K-Electric has lately been in the news, but not for all the good reasons. Load-shedding this summer and power outage during unprecedented rains invited bad press. The media narrative on KE privatization is changing. The argument is that virtual monopoly of generation, transmission and distribution in the biggest city of the country puts inhabitants at a loss. Before delving into this debate of monopoly, it is pertinent to note that the whole argument for discos’ privatization in the last decade is premised upon good performance of KE. One cannot deny this reality in the heat of the moment.
KE was privatized in 2005. But the real change was observed only after Abraaj’s investment in 2009. The then management under the leadership of dynamic and impulsive Tabish Gohar (who is now appointed as PM’s special assistant on power) did a massive exercise of change management. At one point, to resist the change, PPP, PTI and MQM, JI– all protested against KE management outside its office in DHA Karachi. But the management withstood the storm.
The proof is in the pudding. Aggregated Technical and Commercial Losses (AT&T) of KE were at 43 percent in 2009; while for discos (rest of the country) the losses were 28 percent at that time. The number reduced to 31 percent for KE by 2015 while for discos, the number remained unchanged at 28 percent. The better comparative performance of KE versus rest of the country’s transmission and distribution network was making KE the exemplary boy in the family.
KE was innovative and the rest of the country followed in the footsteps of this utility. For example, KE started load management based on losses – higher planned outages in areas of low recovery. That had substantially improved the recovery. The rest of the country adopted this policy based on KE success. Now the AT&C losses in KE are 26.5 percent, while rest of discos are 27.6 percent. Everyone is at par; and the improvement rate in KE is diminishing. That is why the good boy is becoming a poster child.
But the need is to see what has happened after 2015 which has slowed down the improvement process. KE is becoming an orphan – a common problem other departments/functions in Karachi are facing today. Abraaj was a private equity venture. Its model was to turnaround the ailing utility company and then sell it to a third hand. And it did.
In October 2016, Shanghai Electric buying KE from Abraaj Capital was announced. Four years gone, and the deal remains pending. Abraaj Capital is in liquidation process for the past two years; yet nothing is being decided on the deal. The company needs fresh investment.
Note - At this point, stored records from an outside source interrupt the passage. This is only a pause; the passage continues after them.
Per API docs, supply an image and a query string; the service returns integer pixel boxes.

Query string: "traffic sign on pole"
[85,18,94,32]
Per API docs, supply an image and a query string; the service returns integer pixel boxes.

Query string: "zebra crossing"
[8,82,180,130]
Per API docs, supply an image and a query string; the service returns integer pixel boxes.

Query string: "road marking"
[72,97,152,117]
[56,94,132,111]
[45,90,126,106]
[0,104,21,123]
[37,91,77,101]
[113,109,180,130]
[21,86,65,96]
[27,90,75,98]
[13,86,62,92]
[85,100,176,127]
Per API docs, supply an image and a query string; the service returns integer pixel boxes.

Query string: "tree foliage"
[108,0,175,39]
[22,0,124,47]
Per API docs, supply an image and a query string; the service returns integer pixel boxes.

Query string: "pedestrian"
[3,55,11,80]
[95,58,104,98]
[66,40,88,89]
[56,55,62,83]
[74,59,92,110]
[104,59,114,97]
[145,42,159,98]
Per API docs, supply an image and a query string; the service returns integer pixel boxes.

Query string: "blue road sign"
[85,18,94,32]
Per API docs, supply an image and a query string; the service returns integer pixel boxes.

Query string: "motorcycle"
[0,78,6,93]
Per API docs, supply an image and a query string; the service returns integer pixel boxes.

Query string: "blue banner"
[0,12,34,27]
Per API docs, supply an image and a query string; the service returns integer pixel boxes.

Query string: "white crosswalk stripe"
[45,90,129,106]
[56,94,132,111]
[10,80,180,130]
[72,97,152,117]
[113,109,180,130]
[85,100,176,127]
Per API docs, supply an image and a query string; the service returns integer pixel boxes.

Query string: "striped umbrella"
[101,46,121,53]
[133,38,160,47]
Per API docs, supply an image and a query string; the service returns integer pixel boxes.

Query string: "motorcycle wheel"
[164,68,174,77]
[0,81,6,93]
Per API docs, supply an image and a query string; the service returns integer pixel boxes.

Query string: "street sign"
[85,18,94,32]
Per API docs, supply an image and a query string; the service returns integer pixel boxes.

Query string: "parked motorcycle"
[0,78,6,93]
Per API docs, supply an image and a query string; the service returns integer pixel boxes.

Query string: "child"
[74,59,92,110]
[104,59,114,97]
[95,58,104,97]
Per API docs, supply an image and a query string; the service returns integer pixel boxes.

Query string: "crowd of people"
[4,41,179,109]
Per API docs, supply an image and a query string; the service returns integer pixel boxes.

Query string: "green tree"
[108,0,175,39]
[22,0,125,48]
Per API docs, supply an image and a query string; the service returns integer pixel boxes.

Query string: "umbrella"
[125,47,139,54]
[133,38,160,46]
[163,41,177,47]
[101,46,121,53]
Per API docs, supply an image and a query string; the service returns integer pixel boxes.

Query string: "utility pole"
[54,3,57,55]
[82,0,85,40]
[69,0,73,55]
But for that, the management has to be transferred to new hands. This stalemate has halted the process of improvement in KE. Now, there are talks on removing the exclusivity of KE in transmission and distribution in Karachi. At first, how can this be done when the company has contractual rights of exclusivity till July 2023. This may create another Reko Diq. Plus, Shanghai Electric might not complete the transaction in such a case.
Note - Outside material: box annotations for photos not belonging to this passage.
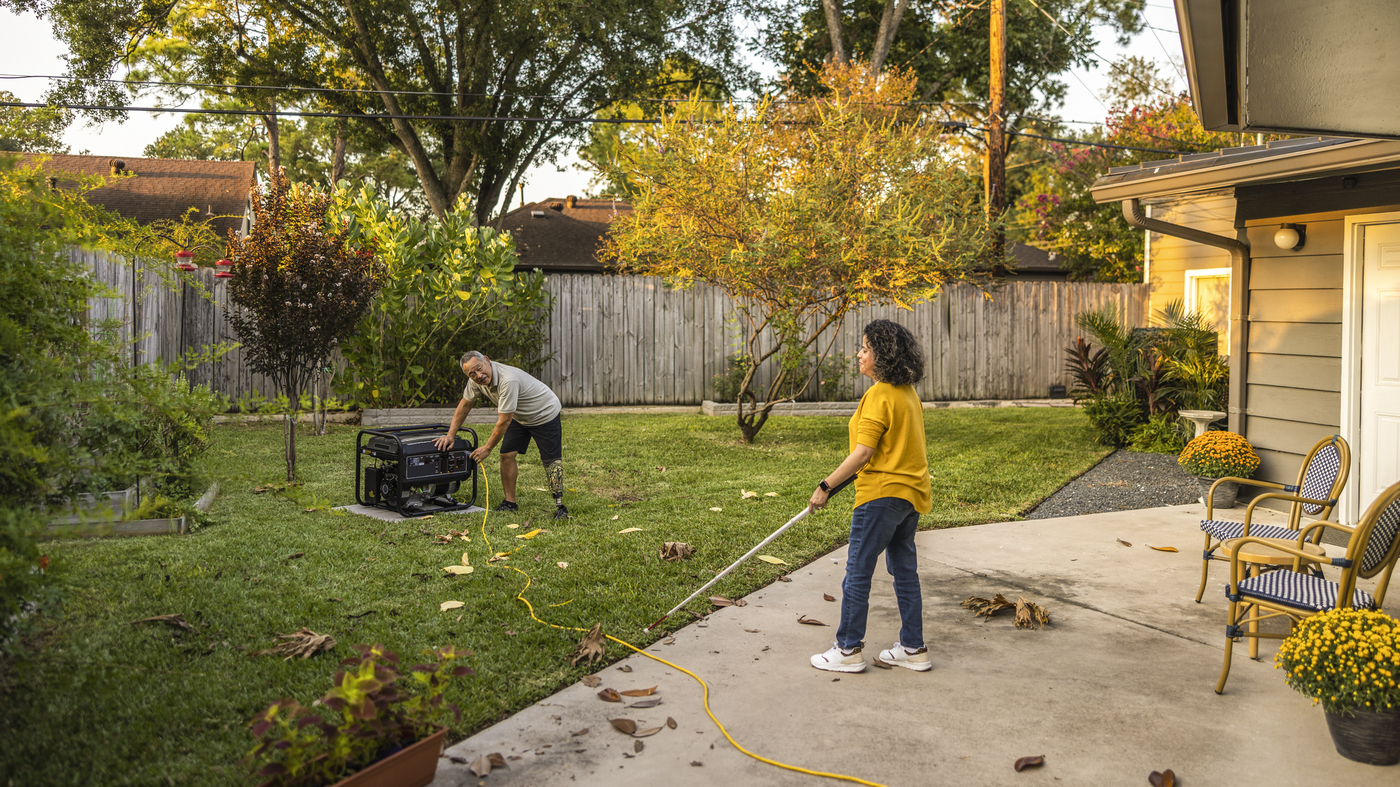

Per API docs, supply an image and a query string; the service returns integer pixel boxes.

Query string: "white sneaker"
[879,643,934,672]
[812,643,865,672]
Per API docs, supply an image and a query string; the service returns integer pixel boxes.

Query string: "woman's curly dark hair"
[862,319,924,385]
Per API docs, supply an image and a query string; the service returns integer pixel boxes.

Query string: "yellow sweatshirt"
[847,382,934,514]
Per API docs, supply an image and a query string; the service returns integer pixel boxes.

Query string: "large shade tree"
[606,63,991,443]
[10,0,743,223]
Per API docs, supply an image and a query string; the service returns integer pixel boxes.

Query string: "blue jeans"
[836,497,924,650]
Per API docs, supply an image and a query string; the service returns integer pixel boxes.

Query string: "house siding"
[1147,190,1236,314]
[1245,217,1343,483]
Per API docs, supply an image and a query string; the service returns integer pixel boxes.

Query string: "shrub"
[1176,431,1259,478]
[1131,413,1186,455]
[1274,609,1400,713]
[1084,395,1142,448]
[336,183,553,408]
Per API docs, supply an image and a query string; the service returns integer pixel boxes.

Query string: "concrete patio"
[433,506,1400,787]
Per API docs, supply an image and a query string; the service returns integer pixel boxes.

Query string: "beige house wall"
[1145,189,1236,315]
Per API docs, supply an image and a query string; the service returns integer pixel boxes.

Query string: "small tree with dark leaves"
[228,171,385,482]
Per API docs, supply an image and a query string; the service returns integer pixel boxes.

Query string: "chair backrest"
[1294,434,1351,518]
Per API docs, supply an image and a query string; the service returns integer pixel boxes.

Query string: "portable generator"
[354,423,476,517]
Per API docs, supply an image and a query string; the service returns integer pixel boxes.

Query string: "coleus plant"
[244,644,473,787]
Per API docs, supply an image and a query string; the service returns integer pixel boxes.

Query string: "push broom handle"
[645,475,855,632]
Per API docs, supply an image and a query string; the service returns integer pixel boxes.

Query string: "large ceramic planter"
[1196,476,1239,508]
[1327,700,1400,765]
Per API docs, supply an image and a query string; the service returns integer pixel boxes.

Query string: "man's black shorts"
[501,416,564,465]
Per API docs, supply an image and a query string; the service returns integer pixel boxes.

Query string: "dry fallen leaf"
[1012,755,1046,773]
[568,623,608,667]
[132,612,195,632]
[1016,597,1050,629]
[248,629,336,661]
[661,541,696,560]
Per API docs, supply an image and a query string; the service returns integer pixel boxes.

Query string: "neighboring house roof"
[20,153,258,237]
[490,196,631,273]
[1092,137,1400,203]
[1009,244,1067,274]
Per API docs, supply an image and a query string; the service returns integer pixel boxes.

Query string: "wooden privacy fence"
[71,249,1148,408]
[540,273,1148,406]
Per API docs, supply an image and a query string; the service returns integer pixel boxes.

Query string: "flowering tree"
[605,63,991,443]
[228,169,385,482]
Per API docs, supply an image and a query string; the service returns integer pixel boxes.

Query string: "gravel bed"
[1026,450,1201,520]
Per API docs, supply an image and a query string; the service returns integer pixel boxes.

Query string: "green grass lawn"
[0,409,1107,786]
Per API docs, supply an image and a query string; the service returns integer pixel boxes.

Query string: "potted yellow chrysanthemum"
[1274,609,1400,765]
[1176,431,1259,508]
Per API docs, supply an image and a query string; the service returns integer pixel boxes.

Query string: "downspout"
[1123,199,1249,434]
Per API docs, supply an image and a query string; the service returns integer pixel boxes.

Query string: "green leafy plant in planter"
[1274,609,1400,765]
[244,644,473,787]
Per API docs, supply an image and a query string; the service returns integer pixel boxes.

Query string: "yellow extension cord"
[476,464,885,787]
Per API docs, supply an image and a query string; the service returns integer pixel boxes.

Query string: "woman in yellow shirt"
[811,319,934,672]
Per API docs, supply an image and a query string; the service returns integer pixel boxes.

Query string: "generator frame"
[354,423,479,518]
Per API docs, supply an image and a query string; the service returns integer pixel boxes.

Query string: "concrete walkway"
[433,504,1400,787]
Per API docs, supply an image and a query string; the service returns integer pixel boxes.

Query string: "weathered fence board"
[71,249,1147,406]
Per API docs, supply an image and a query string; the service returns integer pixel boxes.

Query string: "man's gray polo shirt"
[462,361,560,426]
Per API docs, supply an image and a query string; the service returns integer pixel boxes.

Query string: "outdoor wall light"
[1274,224,1306,251]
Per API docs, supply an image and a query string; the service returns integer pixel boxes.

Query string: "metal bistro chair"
[1196,434,1351,604]
[1215,483,1400,695]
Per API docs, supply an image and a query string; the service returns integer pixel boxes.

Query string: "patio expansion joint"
[930,560,1218,648]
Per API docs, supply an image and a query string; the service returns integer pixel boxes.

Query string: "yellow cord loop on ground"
[477,465,885,787]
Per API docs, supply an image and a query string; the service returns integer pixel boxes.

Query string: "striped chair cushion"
[1201,520,1298,541]
[1299,444,1341,514]
[1239,571,1376,612]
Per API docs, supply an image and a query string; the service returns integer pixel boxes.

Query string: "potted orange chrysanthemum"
[1176,431,1259,508]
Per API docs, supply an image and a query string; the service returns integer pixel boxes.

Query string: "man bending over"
[435,350,568,520]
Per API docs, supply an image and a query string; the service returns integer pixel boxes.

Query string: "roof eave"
[1089,140,1400,204]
Even ending exclusivity by 2023 could create issues. Shanghai Electric did the deal in 2016. There were seven years to end exclusivity. That was enough time to make investment and plan accordingly to compete by 2023. Now only three years are left, it would not be wrong to ask for extension of exclusivity.
The other problem of ending exclusivity is who will provide electricity to tough low collection areas in Karachi. The new players, if they come, will opt for better residential areas and good industrial costumers in Karachi, leaving the bad eggs to the KE. Today, KE charges a blended tariff. How will the new tariff structure form? These are tough questions which are required to be addressed before even ending exclusivity by 2023.
Not to mention the haphazard urban development of Karachi. Recent rains have demonstrated that how unplanned informal settlements and construction of high-rise buildings on plots allocated for houses have wreaked havoc in the city. KE’s T&D system cannot be separated from this mess. Today, there are examples of 11Kv lines crossing from houses where people are actually residing. Things are not as simple. Ending exclusivity is not a magic wand as some may think. Doing it prematurely could create more problems.
The first step is to conclude the deal with Shanghai Electric. Let them bring investment plans on table and come up with a solution to bring competition where it is required. The second logical step is to separate generation business from transmission and distribution. NTDC is supplying 850 MW to KE. This is to increase further as higher capacity coming online in South under NTDC system should be used in Karachi as supply is already in excess in the North.
KE old plants and those of others (such as Gul Ahmed’s) should be replaced with newer efficient plants. Transmission (wire business) should remain in the hands of KE and distribution can be deregulated. But for that competitive market development is the key. Let that happen for the rest of the country, and if it would be a success, bring the same model in Karachi.